BACKGROUND: Suicide rates in the U.S. have been increasing among both males and females and in nearly all age groups, while overall mortality in the U.S. has generally been declining. The CDC-funded National Violent Death Reporting System (NVDRS) is the only national state-based surveillance system that compiles data from multiple sources on all deaths from violence, including suicides, homicides, unintentional firearm deaths, legal intervention deaths, and undetermined deaths. NVDRS data provide a clearer understanding of suicide as an important public health issue and can help guide prevention efforts.
METHODS: NVDRS data were obtained from the CDC and analyzed for the eighteen NVDRS states that completed data collection for 2013 and 2014: Alaska, Colorado, Georgia, Kentucky, Maryland, Massachusetts, Michigan, New Jersey, New Mexico, North Carolina, Ohio, Oklahoma, Oregon, Rhode Island, South Carolina, Utah, Virginia, and Wisconsin. Analyses included an overview of deaths from violence in the U.S., a detailed look at suicide nationally and among states (including circumstances surrounding suicide deaths in various demographic groups), and an exploration of similarities and differences in suicide deaths among the 18 states.

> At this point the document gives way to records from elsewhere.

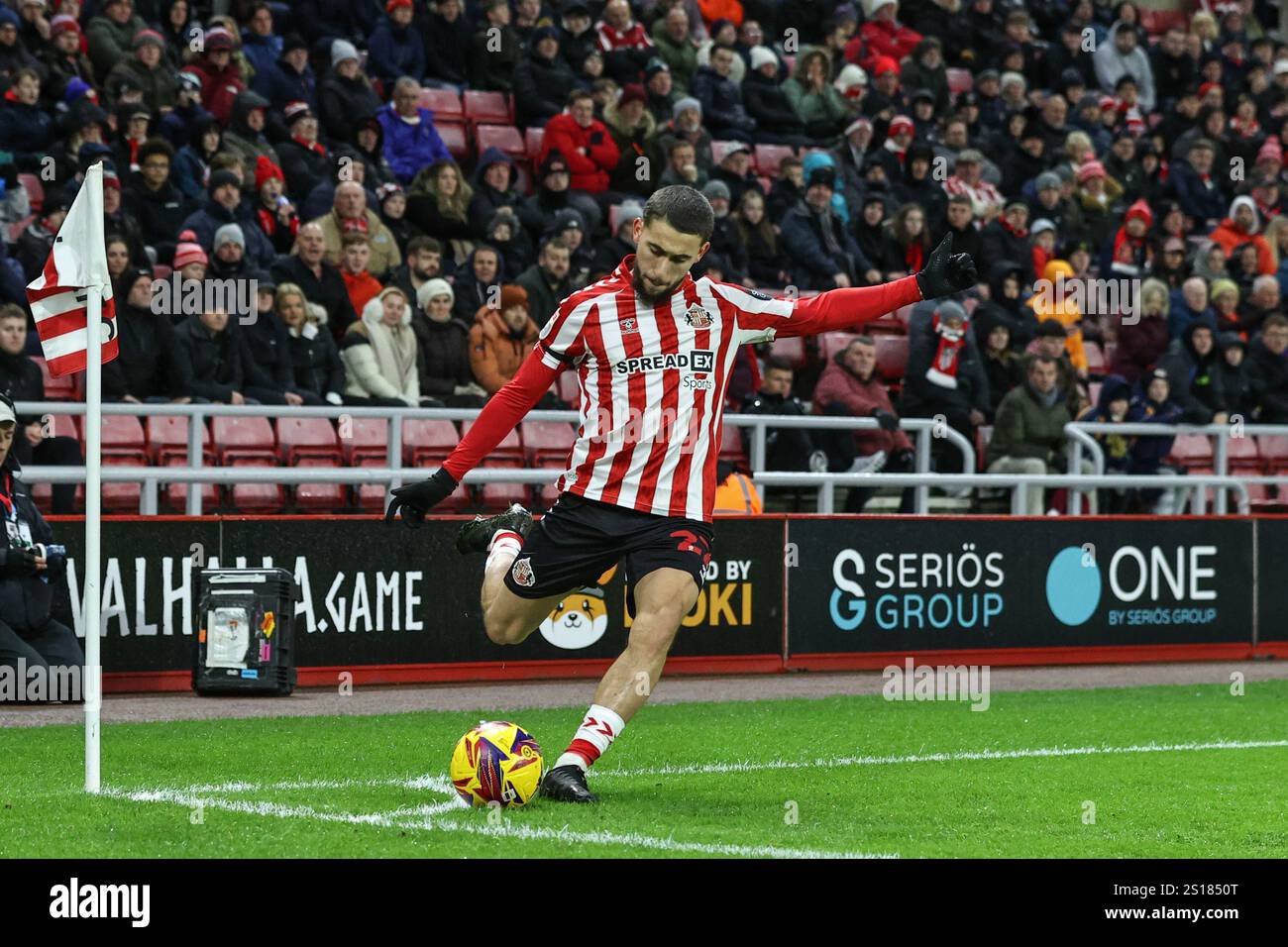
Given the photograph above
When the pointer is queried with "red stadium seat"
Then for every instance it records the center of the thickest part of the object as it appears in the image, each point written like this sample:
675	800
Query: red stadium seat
35	191
456	141
241	440
769	158
720	149
548	442
318	496
445	103
960	81
123	434
532	140
1241	455
307	437
488	107
365	440
831	343
1274	453
1192	451
892	356
123	496
55	388
503	137
428	442
167	441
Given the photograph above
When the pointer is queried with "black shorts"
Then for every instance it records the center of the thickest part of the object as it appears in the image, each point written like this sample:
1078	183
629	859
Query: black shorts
580	539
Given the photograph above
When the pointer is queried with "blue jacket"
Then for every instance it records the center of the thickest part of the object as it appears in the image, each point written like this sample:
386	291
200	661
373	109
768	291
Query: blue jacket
279	84
261	51
26	131
211	217
1147	453
1198	200
408	149
394	52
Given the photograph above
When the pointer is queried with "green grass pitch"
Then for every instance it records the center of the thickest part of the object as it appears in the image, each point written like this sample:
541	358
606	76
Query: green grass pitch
1185	771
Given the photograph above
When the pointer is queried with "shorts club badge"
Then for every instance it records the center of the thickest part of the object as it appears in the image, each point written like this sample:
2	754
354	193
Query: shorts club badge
522	573
697	317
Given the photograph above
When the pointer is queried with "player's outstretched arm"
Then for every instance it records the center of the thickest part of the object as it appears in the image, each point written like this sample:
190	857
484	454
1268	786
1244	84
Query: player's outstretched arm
497	419
943	274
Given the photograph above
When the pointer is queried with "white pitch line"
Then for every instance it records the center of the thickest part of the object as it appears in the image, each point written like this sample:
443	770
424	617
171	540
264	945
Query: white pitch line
419	818
841	762
439	784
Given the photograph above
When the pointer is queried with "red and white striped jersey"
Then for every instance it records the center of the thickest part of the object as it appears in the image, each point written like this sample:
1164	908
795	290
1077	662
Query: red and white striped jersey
653	379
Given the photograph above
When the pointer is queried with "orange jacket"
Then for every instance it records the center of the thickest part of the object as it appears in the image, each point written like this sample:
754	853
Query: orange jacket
494	354
737	495
1229	236
720	9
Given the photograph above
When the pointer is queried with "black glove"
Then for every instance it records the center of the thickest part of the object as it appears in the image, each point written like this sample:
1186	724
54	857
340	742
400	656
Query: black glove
17	562
888	420
416	499
945	273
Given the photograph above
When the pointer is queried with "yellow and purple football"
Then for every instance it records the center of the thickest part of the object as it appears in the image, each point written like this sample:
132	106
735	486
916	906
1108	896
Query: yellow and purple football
496	762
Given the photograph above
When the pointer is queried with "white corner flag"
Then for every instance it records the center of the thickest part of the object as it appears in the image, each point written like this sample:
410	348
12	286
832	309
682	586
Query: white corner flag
75	291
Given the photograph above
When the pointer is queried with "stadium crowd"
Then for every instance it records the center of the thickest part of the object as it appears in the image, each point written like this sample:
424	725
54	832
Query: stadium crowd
408	257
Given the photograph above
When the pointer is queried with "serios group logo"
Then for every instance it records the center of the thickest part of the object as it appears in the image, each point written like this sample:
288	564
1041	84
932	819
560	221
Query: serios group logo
918	590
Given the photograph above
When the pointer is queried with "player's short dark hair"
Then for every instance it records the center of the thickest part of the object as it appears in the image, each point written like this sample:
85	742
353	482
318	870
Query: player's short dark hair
686	209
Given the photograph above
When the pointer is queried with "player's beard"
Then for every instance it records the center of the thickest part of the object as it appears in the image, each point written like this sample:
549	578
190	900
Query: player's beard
644	294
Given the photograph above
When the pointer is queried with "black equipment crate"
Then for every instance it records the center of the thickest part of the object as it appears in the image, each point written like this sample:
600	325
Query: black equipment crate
245	639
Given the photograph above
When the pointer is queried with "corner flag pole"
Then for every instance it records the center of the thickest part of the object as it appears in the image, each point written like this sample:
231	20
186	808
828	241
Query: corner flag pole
93	514
93	502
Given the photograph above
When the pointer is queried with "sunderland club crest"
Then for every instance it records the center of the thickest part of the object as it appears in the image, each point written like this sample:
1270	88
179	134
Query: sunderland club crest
697	317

RESULTS: A total of 27,811 suicides occurred in the 18 states during 2013-2014. Among all states, suicides outnumbered homicides and the suicide rate was higher for males than females. The number of suicides was at least six times that of homicides in Colorado, Oregon, and Utah. A total of 450 murder-suicide incidents were identified, among which 76% of the homicide victims were female and 94% of the perpetrators (suicide victims) were male. Firearms were used in more than 60% of suicides in Alaska, Georgia, Kentucky, Oklahoma, and South Carolina, but in less than 25% of the suicides in Massachusetts and Rhode Island. On average, 17% of suicide victims were identified as veterans. Nearly half (47%) of suicide victims were identified as having a current mental health condition and 38% were identified as having ever been treated for a mental health or substance abuse problem.
CONCLUSIONS: The burden of deaths from suicide in each of the eighteen states was substantial, but many similarities and differences were identified among the states. Analyses of state-level NVDRS data provide a more detailed view of suicide in each state and shed light on issues or subtleties that may differ from national rates or trends. This data can help inform and guide states in selecting appropriate suicide prevention measures that are most relevant and likely to be effective in their communities.